While reading this, I felt like the blame could be placed on Irving Gould and Mehdi Ali. They were probably trying their best, but they seemed to have no idea what they were doing. Even worse, they didn’t want to learn how to run the company.
There was also a void of leadership in the engineering department. The people coming up with the products that the company needed to sell. Projects were stuck in the production cycle and weren’t making it to the production stage.
I noticed that the style of project management was the agile method. They would iterate until they had worked out all of the problems in the hardware and software. This method tends to work well when you’re dealing with stuff like this. It lets you work through the design, and when done right, it gives everyone a voice.
In this case, the process was working, but they got stuck because there were too many people thinking, they knew what was best, and there was no leadership. No one said this is what we are doing, where we want to go.
The C65 is the project that I think best exemplifies the problems with Commodore’s project management. I felt that few people at Commodore supported this project, but it was allowed to continue until it was obsolete.
This was supposed to be an NES killer. However, by the time it was getting on track, the SNES was released, and the C65 wasn’t going to be able to compete as it was an 8-bit machine. It spent several years going through an identity crisis and being turned into a computer and then back into a console.
Feature creep also seems to have been an issue for the C65. With several team members having different ideas of what it should be, things were added without anyone else’s knowledge. No one seemed to be in charge of the project.

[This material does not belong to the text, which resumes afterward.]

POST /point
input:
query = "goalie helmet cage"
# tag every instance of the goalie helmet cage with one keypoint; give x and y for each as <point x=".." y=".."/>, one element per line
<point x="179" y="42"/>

The last two projects discussed here are the CDTV and the CD32. Both went against the business model that brought them success. In the case of the CDTV, it seems like no one knew what it was supposed to be. There were other issues with these two, but I have to cut this off at some point.
These projects took resources from other projects that might have done better than the CDTV and CD32. I know I’m looking at this in hindsight. If they had stuck with computers, they could have been in a better position than they were in.
The Final Years was great. Two people aren’t in the book, Irving Gould and Mehdi Ali, so they don’t have a chance to give their side of the story. I’m not sure if they would have said anything that could have changed my mind, but it would have been nice to have their side of the story.
This felt like I was reading something that wasn’t real at times. You had people who cared about what they were doing, and they were getting screwed by people who didn’t realize what they were doing. I also felt like some managers didn’t want to be in the computer industry.
I didn’t touch on this, but it was a huge mistake for Commodore to shut down their games division. It just didn’t make any sense. They made a games machine computer, and I think the higher-ups felt embarrassed about it.
I know I’m looking at this from the future. I’m just saying that it was strange that Commodore could look at their market research and conclude that they did.
Instead of going all-in on being a gaming computer, they chased the business market and failed every time. However, there were two other things that I felt were more prominent reasons as to why Commodore had to close its doors.
Two things stood out to me from reading these books. The first was how Commodore never effectively built on the success of the C64. They tried but never pulled it off and lost the momentum they had gained.
The second was how they squandered the Amiga chipset after spending so much money trying to acquire it. When the computers were released, they did a terrible job marketing them. It felt like they didn’t want to succeed.
These books were fun to read. I think On the Edge gives a good overview of what happened, and if you want to drill down on the Amiga or the end of Commodore, you could pick up one of the other books.